Podemos horrorizarnos con las barbaridades que padecen las mujeres del tercer mundo en regímenes abiertamente patriarcales; las violaciones, las ablaciones de clítoris, etc…, pero a las chicas del primer mundo, emancipadas, se supone, nos cuesta admitir un drama, tal vez más psíquico que físico, por no manifestar debilidad, que no se diga.
Yo recuerdo una de las últimas comparecencias públicas de la escritora, Ana María Matute. Le pregunté si había sufrido machismo en su carrera literaria y lo negó categóricamente, aunque luego recordó aquel episodio por el que su primer marido le retiró la custodia de su hijo y rompió a llorar.
Matute hizo lo posible por disimular su talento ante su esposo, un escritor mediocre que sufría los éxitos de su mujer como una afrenta a su virilidad. Y no fue la única. También Elena Fortún padeció la misma pesadilla. Ambas se debatían por ocultar su propia brillantez por no ofender ni molestar.
En esa misma intervención mencionada de Matute, dijo la autora: “Los premios, ¿qué importancia tienen?

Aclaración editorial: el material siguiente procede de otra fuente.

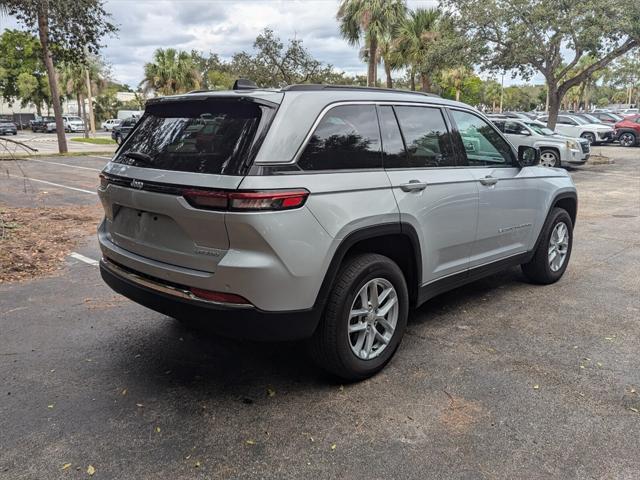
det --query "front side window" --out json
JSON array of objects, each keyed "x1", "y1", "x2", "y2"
[
  {"x1": 393, "y1": 106, "x2": 455, "y2": 168},
  {"x1": 450, "y1": 109, "x2": 515, "y2": 167},
  {"x1": 298, "y1": 104, "x2": 382, "y2": 170},
  {"x1": 503, "y1": 121, "x2": 528, "y2": 135}
]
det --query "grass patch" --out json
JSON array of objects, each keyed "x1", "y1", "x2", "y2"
[{"x1": 70, "y1": 137, "x2": 116, "y2": 145}]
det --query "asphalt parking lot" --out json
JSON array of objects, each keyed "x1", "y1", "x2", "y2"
[
  {"x1": 1, "y1": 148, "x2": 639, "y2": 479},
  {"x1": 1, "y1": 130, "x2": 116, "y2": 156}
]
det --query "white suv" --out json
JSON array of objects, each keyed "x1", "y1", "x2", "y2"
[
  {"x1": 538, "y1": 114, "x2": 614, "y2": 145},
  {"x1": 46, "y1": 115, "x2": 85, "y2": 133},
  {"x1": 98, "y1": 84, "x2": 577, "y2": 380},
  {"x1": 492, "y1": 118, "x2": 589, "y2": 167}
]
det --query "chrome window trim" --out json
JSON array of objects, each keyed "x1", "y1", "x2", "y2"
[{"x1": 260, "y1": 100, "x2": 456, "y2": 166}]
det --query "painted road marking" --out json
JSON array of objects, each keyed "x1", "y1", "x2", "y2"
[
  {"x1": 10, "y1": 175, "x2": 97, "y2": 195},
  {"x1": 92, "y1": 155, "x2": 113, "y2": 160},
  {"x1": 70, "y1": 252, "x2": 99, "y2": 266},
  {"x1": 25, "y1": 158, "x2": 102, "y2": 172}
]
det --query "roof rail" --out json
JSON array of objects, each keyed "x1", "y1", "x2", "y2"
[{"x1": 281, "y1": 84, "x2": 440, "y2": 98}]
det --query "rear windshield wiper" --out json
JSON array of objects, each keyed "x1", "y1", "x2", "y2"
[{"x1": 123, "y1": 151, "x2": 153, "y2": 165}]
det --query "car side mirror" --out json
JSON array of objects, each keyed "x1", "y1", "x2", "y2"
[{"x1": 518, "y1": 146, "x2": 539, "y2": 167}]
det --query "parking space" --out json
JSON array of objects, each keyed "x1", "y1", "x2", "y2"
[
  {"x1": 1, "y1": 131, "x2": 116, "y2": 156},
  {"x1": 0, "y1": 149, "x2": 639, "y2": 479}
]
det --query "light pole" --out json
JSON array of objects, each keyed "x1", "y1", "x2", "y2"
[{"x1": 499, "y1": 73, "x2": 505, "y2": 113}]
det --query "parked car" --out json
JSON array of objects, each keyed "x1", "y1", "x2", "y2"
[
  {"x1": 111, "y1": 117, "x2": 137, "y2": 144},
  {"x1": 590, "y1": 112, "x2": 624, "y2": 125},
  {"x1": 565, "y1": 112, "x2": 607, "y2": 125},
  {"x1": 101, "y1": 119, "x2": 122, "y2": 131},
  {"x1": 537, "y1": 114, "x2": 615, "y2": 144},
  {"x1": 620, "y1": 108, "x2": 639, "y2": 117},
  {"x1": 30, "y1": 116, "x2": 55, "y2": 133},
  {"x1": 492, "y1": 118, "x2": 589, "y2": 167},
  {"x1": 46, "y1": 115, "x2": 85, "y2": 133},
  {"x1": 614, "y1": 114, "x2": 640, "y2": 147},
  {"x1": 0, "y1": 120, "x2": 18, "y2": 136},
  {"x1": 98, "y1": 83, "x2": 577, "y2": 380}
]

Te los dan sólo porque no molestas”. Y aquel comentario me lo llevé a casa para rumiarlo a solas.
Con Matute, Elena Fortún y Gloria Fuertes formé un triumvirato. Resultaban simpáticas porque apostaron por el mundo infantil; un medio inocuo, inofensivo en el que podrían ser “perdonadas” por adscribirse a lo que se consideraba un género menor, sin pretensiones.
Sin embargo, tanto Matute como Fortún usaron ese género, no sólo para hacer una gran literatura, sino para burlar la censura, practicando una tremebunda crítica social.
En cuanto a Gloria Fuertes, no hay duda de que fue una de las más iluminadas poetas de la generación del medio siglo, dados precisamente esos versos que casi no se conocen de ella. Pero, como ella misma decía, hay que ser muy lista para hacerse la tonta. Y a ello se dedicó con una poesía chistosa para chiquillos, que sin duda tampoco carecía de mérito. Eso le valió para ganarse la vida, sin que se pusiera en tela de juicio sus actitudes transgresoras y sus tendencias sexuales, tan condenadas en la época que le tocó vivir. Fue rica sin apreciar el dinero que nunca gastó y querida por un mundo que, al primer despiste, hubiese estado dispuesto a condenarla. O sea, que lista como ella sola.
Pero no todas corrieron la misma suerte. Detrás de cada biografía de escritoras españolas que leo, y leo muchas, hallo un auténtico drama. Dramas novelados, a veces, como el de María de Zayas y Sotomayor, narradora del siglo XVII, llevado a las páginas por la maestría de Herminia Luque en un libro genial “Amar tanta belleza”, que nunca agradeceré lo suficiente.
Me toca y mucho la tragedia de las mujeres ocupadas sólo en el hogar, las que dan calidad de vida al marido y los hijos sin sueldo ni reconocimiento y también la de aquellas que concilian hogar y trabajo en la calle, pero, por razones personales, siento en mis carnes, esa inhóspita hostilidad hacia las mujeres de letras; las marisabidillas, las rebeldes, las ovejas negras de cada familia; esa clase a la que, por fatalidad genética, pertenezco.